Godmother laughed. “Haven’t you had enough sight-seeing yet? Well, as what we’ve just been looking at isn’t beautiful, however interesting it may be, we’ll end our excursion at Charterhouse. You shall see there, not only a really lovely place, but the only one of the great London schools which in our day looks more or less as it did in the sixteenth century. This same omnibus will take us near it, so on the way I’ll tell you a little of its history.”

“You said it was a monastery before it was a school, didn’t you?”

“Yes, it was a monastery when your friend Richard the Second was reigning, and remained a monastery till the time of Henry the Eighth, when the monks were turned out. In Elizabeth’s reign, the place was sold to the Duke of Norfolk, who altered it to make it suitable for a private house. A little later—and here the school part comes in—the Duke of Norfolk sold it again to a rich man called Thomas Sutton, who turned it into a home of rest for old gentlemen and a school for boys. The school, as you know, has in our day moved into the country, but as a home for poor gentlemen who are still called ‘the Brethren,’ Charterhouse goes on to this day.

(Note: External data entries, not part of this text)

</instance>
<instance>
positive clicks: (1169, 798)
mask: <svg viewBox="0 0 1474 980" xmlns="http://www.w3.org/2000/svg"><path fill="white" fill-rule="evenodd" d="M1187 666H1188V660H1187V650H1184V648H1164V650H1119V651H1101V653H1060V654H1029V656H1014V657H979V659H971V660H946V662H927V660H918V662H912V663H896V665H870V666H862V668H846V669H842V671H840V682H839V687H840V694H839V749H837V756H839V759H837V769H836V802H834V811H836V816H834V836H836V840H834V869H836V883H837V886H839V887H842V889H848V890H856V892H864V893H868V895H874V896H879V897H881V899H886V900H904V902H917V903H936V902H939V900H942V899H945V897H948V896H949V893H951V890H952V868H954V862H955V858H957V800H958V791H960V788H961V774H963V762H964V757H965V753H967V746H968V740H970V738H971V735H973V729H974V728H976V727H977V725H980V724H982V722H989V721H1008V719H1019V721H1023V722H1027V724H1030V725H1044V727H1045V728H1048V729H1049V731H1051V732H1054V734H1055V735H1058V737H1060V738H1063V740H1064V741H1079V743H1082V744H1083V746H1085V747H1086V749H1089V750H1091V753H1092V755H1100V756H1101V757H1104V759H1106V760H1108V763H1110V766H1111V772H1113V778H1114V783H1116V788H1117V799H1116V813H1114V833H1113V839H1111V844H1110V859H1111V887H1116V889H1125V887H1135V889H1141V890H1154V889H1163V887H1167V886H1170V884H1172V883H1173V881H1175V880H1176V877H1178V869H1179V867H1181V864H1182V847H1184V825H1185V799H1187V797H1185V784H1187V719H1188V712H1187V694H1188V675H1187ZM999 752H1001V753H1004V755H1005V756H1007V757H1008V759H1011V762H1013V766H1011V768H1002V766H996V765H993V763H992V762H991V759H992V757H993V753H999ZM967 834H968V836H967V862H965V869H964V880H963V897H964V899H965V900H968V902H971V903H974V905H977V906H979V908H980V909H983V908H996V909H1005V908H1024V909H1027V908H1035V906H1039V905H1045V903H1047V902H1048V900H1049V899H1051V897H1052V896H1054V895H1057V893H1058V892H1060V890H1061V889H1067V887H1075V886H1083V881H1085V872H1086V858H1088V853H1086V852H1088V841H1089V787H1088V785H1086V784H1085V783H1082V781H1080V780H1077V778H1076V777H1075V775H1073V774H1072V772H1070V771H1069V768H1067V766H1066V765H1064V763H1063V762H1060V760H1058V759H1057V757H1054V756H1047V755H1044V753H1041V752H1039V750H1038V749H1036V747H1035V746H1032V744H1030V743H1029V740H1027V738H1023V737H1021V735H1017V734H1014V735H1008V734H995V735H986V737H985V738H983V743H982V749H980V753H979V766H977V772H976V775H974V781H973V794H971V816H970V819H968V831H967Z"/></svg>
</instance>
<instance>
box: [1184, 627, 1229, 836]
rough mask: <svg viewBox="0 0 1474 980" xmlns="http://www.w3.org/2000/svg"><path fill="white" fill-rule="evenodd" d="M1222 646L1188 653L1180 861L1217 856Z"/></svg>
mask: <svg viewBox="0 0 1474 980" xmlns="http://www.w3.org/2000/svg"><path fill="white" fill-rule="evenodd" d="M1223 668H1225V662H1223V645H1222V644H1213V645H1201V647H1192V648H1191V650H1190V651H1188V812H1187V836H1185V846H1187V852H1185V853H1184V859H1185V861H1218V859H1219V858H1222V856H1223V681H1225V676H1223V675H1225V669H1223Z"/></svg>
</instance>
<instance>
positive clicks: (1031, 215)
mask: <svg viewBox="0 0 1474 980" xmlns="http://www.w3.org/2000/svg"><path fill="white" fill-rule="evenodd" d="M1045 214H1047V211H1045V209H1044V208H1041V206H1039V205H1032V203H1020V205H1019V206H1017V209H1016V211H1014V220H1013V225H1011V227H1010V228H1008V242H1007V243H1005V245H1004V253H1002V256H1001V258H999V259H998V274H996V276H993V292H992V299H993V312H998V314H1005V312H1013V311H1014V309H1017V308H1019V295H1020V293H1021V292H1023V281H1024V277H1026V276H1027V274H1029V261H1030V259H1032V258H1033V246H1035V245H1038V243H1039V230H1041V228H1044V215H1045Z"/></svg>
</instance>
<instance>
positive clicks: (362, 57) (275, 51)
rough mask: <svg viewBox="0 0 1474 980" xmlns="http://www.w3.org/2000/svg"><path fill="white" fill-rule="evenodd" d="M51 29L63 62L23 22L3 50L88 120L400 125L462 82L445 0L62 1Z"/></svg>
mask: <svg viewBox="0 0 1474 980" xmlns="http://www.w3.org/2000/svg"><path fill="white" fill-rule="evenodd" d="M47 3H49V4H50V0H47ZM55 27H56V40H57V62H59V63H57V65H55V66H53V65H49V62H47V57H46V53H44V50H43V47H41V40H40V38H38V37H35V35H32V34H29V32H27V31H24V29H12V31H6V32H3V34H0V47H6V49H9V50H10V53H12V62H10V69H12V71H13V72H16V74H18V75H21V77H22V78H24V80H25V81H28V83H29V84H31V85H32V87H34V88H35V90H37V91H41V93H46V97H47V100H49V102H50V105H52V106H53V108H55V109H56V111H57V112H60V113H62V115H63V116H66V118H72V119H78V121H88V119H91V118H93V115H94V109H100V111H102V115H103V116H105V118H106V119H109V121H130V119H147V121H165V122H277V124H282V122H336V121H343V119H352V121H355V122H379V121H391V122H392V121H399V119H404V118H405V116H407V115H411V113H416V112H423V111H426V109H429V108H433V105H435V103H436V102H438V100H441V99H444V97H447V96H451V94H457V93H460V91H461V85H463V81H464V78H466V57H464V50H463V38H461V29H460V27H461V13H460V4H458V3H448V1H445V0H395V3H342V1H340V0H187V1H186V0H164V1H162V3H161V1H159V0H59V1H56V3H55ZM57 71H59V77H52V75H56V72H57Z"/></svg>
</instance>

“We must get down here, at the Church of St. Sepulchre’s in Holborn, and walk through Smithfield,” she broke off to say, as the omnibus at the moment, stopped.

“Smithfield? Is this where the martyrs were burnt?” asked Betty while they crossed a wide space in front of the modern market.

“Yes. It’s full of memories, and all round about it there are wonderful buildings that we shall have no time to see to-day. Here we are at the entrance gate of the Charterhouse.”

They passed into a courtyard so quiet and old-world that for the moment Betty forgot that “the magic” was not working now, and thought herself once more back again in the sixteenth century. Indeed but for the modern clothes of the porter who showed them the place, she was as completely there, as she had been a few hours previously.

As they presently went up a splendid carved oak staircase, Godmother said, “You see here a beautiful private house and the remains of a monastery and of a great school, all in one, and that’s what makes Charterhouse specially interesting.”

A little while later Betty cried out in delight when they entered the dining-hall where once upon a time Queen Elizabeth was entertained by the Duke of Norfolk in the sixteenth century, and where that very evening of the twentieth century the poor gentlemen, “the Brethren” as they are still called, would dine as usual.

“What a beautiful room!” she exclaimed, looking at its arched roof and panelled walls.